More and more people are recognizing the potential Marcellus and Utica Shale natural gas could have if the gas and associated natural gas liquids were used in Pennsylvania, rather than being exported to other areas of the U.S. — and internationally.
PIOGA, the Pennsylvania Independent Oil and Gas Association, a 100-year-old trade group originally founded to represent conventional drillers, recognizes its members must expand their outlook past drilling and producing.
Last Friday, PIOGA hosted "Marcellus to Manufacturing," a day-long program in Pittsburgh which brought current and potential natural gas-related companies together to hear how firms are and can capitalize on gas, and how Pennsylvania’s state government can help make investment a reality.
Lovin' in-ground gas
Mike Storms, a member of a panel discussing downstream opportunities and managing risk in the energy market, expressed the attitude of the day-long program in just seven words:
“We love that the gas is here,” said the director of Operations, Engineered Products, at the Elliott Group, a 100-plus-year-old company that designs, manufactures and services turbomachinery.
Elliott certainly is a beneficiary of abundant Marcellus Shale gas.

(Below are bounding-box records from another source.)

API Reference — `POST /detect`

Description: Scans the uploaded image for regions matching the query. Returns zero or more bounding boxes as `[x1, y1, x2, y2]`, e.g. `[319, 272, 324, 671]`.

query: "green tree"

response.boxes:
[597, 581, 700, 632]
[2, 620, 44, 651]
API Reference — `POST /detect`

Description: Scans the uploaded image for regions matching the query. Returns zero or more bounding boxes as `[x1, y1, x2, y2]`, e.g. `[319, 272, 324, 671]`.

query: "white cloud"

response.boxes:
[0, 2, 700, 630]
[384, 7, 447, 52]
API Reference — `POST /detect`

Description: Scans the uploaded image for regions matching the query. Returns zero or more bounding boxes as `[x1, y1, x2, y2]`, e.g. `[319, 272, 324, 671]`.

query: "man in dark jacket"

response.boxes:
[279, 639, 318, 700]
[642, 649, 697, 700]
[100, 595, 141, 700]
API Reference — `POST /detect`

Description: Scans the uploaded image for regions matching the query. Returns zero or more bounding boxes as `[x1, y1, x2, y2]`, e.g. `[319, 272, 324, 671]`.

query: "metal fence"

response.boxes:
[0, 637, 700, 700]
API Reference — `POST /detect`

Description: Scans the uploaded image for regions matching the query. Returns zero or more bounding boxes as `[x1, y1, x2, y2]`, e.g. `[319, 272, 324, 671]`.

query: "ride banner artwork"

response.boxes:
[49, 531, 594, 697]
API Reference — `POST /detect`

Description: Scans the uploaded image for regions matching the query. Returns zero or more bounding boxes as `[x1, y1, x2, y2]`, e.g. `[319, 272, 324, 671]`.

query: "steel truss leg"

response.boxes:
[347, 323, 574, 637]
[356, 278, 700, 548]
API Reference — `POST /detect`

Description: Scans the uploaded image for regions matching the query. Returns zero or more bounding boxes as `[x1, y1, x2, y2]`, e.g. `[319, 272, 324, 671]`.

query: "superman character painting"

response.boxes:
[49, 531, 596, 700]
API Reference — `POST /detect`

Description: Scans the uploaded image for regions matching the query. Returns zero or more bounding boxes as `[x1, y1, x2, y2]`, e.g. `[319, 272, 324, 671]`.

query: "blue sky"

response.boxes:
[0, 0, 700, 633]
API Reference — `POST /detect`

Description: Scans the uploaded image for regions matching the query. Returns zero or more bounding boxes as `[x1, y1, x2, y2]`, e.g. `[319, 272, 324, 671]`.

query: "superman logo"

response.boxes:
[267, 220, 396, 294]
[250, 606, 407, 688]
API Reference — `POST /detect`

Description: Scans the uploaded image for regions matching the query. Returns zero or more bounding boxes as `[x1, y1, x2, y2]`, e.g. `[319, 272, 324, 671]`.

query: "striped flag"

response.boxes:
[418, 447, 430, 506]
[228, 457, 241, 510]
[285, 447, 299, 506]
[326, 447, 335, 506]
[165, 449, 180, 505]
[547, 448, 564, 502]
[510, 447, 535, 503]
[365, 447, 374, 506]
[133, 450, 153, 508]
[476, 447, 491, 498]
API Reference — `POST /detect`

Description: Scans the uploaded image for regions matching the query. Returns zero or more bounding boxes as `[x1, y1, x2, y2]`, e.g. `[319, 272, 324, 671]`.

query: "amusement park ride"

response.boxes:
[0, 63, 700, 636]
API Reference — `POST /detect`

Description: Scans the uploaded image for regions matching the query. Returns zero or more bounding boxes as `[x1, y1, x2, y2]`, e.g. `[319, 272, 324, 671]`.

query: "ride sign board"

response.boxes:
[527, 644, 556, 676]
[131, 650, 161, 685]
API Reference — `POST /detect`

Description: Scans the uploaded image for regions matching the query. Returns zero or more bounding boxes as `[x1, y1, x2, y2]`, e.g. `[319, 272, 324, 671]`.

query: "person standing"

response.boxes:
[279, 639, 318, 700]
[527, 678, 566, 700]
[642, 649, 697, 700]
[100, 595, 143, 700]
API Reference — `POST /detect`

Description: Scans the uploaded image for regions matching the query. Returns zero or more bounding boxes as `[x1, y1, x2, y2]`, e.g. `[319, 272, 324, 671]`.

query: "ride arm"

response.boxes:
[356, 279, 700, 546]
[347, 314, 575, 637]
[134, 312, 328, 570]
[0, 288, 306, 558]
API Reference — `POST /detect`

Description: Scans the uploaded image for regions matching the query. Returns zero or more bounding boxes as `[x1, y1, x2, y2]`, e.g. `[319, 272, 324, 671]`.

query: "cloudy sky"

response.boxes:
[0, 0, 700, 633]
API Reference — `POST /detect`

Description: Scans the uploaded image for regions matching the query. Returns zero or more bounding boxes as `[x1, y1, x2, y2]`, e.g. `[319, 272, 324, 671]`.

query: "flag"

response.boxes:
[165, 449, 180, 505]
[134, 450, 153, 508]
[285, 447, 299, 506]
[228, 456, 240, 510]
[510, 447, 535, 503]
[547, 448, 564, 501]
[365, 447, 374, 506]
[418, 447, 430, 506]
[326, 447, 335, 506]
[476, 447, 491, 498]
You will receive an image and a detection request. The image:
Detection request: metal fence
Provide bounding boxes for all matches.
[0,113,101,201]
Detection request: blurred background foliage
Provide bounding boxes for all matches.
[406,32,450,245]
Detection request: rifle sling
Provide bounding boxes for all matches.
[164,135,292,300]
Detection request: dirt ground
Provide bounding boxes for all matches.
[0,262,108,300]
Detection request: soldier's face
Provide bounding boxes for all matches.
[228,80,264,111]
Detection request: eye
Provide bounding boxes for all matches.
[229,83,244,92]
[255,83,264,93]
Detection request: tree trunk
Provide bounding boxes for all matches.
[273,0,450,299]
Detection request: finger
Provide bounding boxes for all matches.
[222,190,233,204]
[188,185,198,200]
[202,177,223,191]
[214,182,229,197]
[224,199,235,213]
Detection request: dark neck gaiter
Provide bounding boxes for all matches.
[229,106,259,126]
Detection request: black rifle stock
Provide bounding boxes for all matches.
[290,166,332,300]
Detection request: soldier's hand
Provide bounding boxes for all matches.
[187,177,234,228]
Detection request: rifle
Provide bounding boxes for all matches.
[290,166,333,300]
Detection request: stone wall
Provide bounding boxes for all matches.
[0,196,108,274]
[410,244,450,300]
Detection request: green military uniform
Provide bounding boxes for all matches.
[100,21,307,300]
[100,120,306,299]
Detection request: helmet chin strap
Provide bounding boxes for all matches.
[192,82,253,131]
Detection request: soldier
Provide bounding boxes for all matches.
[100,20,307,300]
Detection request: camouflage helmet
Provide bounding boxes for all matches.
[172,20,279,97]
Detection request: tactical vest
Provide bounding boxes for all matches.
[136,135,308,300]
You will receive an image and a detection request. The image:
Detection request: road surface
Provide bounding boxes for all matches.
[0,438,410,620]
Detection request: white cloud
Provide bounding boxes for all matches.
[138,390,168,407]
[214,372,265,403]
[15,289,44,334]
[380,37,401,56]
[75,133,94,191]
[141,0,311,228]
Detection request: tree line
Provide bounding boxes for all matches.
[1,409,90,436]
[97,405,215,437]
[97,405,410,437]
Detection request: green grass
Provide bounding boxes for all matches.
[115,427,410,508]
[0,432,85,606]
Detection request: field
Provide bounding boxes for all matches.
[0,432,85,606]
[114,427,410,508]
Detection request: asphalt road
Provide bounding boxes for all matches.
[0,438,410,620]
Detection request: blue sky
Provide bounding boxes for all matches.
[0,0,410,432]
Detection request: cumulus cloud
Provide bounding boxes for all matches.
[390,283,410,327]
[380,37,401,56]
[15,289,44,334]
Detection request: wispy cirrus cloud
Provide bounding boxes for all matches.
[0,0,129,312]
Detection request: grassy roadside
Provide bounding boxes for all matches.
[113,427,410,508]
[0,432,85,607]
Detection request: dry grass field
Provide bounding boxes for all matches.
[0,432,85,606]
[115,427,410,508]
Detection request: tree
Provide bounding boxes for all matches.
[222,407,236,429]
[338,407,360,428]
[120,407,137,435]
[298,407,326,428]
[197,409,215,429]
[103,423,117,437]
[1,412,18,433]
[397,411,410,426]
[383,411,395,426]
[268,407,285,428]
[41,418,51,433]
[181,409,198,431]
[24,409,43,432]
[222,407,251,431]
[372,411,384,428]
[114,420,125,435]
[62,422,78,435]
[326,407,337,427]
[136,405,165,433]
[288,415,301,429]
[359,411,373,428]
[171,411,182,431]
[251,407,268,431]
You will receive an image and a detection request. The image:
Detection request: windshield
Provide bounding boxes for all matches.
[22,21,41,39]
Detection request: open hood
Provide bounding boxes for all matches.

Among the oil and gas-related projects it’s involved with is Shell’s now-under-construction ethane cracker in Beaver County, Pennsylvania.
The Jeannette, Pennsylvania-based company sold millions of dollars of equipment for the cracker, including monstrous compressors and steam turbines, Kallanish Energy finds.
Turnaround in where plants built
One of the primary reasons Shell selected the western Pennsylvania site for the first cracker built in the Appalachian Basin in decades was abundant, inexpensive gas.
“We’re seeing facilities being built now, that if they had been built 10 years ago, would never have been built here,” according to Andy Huenefeld, price risk manager, for Kinect Energy Group. “They would have built elsewhere for low labor costs. Now, they are building here for low energy prices.”